As shown in this query, the test
Stratimikos_test_aztecoo_thyra_driver_MPI_1 has been timing out in the builds
Trilinos-atdm-hansen-shiller-gnu-opt-serial since 5/30/2018. (That query also shows this is the only Stratimikos test that has failed in any of the promoted "ATDM" builds since 5/20/2018.)
This query shows that the test
Stratimikos_test_aztecoo_thyra_driver_MPI_1 went from passing at under 21s every day to timing out at 10 minutes every day since 5/29/2018 (but it did pass once taking 9m 56s 930ms on 6/8/2018, the only time it did not time-out since 5/29/2018).

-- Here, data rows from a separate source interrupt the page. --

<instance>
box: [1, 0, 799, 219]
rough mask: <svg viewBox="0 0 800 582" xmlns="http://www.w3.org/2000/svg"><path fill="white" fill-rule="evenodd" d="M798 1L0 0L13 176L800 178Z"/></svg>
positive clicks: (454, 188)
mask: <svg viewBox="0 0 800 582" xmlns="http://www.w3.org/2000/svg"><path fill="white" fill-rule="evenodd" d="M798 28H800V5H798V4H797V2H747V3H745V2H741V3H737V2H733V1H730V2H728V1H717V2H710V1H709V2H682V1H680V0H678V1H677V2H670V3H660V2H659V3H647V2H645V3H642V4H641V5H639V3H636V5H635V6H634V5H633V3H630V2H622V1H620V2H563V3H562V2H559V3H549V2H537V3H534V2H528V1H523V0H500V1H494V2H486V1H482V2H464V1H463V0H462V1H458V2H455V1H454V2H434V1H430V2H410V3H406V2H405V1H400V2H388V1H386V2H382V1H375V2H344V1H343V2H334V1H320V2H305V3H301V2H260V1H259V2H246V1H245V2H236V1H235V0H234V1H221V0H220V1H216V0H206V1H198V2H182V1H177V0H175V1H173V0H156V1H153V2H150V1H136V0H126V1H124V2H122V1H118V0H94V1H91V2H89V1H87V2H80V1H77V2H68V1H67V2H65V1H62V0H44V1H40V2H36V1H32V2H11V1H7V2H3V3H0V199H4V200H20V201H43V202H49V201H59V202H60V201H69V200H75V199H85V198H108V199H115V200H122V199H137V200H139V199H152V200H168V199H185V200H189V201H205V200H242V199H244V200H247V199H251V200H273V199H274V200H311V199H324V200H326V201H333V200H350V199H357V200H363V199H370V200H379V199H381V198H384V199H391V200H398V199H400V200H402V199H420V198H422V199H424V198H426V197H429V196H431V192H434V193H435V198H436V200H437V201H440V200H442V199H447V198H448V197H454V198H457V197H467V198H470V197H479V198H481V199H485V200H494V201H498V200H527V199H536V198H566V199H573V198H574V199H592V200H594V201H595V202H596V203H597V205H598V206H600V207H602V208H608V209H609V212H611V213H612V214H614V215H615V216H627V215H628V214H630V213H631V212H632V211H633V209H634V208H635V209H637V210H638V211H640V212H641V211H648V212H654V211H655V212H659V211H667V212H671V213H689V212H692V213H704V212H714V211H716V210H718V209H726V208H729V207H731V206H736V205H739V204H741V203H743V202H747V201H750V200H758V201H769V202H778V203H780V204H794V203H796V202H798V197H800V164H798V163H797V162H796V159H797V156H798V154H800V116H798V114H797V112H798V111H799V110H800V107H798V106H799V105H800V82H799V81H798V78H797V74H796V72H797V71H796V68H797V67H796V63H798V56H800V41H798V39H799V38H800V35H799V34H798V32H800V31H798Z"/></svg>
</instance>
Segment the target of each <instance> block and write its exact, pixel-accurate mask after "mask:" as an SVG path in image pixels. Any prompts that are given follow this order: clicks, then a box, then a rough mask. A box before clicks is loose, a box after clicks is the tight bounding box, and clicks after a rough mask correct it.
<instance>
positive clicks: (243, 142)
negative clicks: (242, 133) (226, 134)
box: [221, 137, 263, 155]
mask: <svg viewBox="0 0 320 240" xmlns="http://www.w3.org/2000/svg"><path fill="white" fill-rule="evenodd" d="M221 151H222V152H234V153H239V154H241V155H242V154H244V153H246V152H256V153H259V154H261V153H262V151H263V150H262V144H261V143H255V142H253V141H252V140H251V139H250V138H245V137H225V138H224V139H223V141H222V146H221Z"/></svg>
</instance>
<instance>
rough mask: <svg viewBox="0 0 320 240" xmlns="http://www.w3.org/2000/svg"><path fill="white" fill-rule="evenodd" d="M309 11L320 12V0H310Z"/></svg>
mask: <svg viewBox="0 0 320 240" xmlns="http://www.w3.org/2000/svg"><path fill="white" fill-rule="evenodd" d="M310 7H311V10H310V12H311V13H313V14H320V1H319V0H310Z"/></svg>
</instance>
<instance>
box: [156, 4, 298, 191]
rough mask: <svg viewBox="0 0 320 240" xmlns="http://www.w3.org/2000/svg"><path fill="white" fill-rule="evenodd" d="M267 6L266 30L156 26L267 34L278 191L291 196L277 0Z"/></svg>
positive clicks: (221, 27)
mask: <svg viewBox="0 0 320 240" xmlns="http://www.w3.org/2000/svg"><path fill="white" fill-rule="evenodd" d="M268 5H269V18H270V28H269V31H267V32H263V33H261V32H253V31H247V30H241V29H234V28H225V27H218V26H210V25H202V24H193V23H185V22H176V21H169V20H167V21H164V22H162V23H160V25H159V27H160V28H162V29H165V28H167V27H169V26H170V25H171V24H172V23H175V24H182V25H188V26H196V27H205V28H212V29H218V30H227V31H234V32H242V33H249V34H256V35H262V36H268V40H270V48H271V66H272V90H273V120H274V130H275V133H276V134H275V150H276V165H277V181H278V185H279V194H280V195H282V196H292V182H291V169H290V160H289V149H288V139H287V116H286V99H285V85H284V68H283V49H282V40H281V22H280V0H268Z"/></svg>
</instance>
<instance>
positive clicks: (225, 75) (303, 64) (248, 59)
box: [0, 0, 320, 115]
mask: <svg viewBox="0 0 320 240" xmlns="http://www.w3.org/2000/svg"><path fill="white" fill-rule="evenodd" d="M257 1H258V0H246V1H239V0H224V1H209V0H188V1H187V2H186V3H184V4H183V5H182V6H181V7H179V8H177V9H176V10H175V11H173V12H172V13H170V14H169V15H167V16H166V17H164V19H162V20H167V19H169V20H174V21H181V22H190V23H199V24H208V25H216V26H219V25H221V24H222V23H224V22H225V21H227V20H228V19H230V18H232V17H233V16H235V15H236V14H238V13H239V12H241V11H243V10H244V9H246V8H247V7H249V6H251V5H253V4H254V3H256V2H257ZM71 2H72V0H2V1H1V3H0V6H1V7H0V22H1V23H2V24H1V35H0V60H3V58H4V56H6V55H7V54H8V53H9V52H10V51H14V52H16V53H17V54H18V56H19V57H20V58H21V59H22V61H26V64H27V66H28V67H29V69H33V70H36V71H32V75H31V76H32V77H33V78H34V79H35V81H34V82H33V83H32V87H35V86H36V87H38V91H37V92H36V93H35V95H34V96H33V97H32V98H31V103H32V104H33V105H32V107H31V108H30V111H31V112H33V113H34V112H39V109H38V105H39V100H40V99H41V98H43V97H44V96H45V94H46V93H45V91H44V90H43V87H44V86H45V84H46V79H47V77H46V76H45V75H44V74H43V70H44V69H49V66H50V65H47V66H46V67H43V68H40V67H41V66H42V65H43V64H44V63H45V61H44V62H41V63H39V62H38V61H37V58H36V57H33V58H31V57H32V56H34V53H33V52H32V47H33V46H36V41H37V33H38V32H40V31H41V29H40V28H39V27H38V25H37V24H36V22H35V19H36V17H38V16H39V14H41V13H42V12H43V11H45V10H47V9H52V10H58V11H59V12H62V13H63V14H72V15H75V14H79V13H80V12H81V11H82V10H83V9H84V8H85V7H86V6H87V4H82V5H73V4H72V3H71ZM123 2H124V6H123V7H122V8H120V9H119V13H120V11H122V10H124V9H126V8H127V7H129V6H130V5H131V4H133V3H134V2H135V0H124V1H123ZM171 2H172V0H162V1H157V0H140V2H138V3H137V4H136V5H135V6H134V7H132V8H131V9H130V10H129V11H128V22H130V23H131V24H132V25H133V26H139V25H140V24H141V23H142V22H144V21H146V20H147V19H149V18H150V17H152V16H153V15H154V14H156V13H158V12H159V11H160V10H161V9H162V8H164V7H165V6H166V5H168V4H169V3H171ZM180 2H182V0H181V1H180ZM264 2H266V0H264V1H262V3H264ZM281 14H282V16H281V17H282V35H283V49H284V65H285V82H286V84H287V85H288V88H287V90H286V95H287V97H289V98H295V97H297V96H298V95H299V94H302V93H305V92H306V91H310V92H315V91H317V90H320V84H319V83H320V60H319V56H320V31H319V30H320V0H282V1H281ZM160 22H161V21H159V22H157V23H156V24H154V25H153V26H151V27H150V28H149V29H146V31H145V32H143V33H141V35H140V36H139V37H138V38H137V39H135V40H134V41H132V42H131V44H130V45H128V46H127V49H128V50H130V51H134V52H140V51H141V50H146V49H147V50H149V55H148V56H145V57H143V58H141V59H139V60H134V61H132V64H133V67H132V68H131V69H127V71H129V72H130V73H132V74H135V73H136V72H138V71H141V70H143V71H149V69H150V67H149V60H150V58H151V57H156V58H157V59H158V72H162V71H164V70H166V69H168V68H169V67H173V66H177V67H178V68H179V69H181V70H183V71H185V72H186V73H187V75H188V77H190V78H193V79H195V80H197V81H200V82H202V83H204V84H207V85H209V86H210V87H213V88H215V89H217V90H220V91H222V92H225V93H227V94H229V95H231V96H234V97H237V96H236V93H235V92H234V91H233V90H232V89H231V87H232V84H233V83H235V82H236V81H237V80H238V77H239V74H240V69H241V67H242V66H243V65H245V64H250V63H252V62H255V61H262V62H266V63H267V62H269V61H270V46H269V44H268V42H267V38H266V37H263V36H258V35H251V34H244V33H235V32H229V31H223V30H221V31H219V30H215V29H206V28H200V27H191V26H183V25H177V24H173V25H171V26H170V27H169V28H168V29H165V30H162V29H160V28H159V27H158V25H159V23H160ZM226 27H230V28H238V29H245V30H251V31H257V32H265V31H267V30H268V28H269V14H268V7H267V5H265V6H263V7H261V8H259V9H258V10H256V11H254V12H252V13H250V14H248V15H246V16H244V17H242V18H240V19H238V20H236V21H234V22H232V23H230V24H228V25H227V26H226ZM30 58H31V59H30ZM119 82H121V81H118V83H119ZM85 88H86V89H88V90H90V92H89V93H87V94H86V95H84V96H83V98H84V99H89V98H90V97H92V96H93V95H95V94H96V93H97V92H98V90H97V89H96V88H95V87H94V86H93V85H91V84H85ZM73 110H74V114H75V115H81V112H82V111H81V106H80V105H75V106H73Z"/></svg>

What changed from 5/29/2018 to 5/30/2018? Looking at the updates pulled in for the build
Trilinos-atdm-hansen-shiller-gnu-debug-serial with build stamp
20180530-0400-ATDM shown at:
it seems like only commits that could have impacted this were:
c9ccf7d: Switch from srun to salloc on hansen/shiller (TRIL-209) Author: Roscoe A. Bartlett <email@example.com> Date: Tue May 29 08:35:16 2018 -0600 M cmake/ctest/drivers/atdm/shiller/local-driver.sh M cmake/std/atdm/README.md c840658: Switch to CMake 3.11.2, Ninja 1.8.2 and all-at-once mode on hansen/shiller (TRIL-209) Author: Roscoe A. Bartlett <firstname.lastname@example.org> Date: Tue May 29 08:12:42 2018 -0600 M cmake/ctest/drivers/atdm/shiller/local-driver.sh M cmake/std/atdm/shiller/environment.sh
There are no other commits that I could see that could impact this AztecOO test. So it looks like moving to CMake/CTest 3.11.2 and to the all-at-once approach triggered this large increase in runtime for the test
Stratimikos_test_aztecoo_thyra_driver_MPI_1 for the build
Trilinos-atdm-hansen-shiller-gnu-debug-serial. This may have been a result of having more tests running while this Stratimikos test is running.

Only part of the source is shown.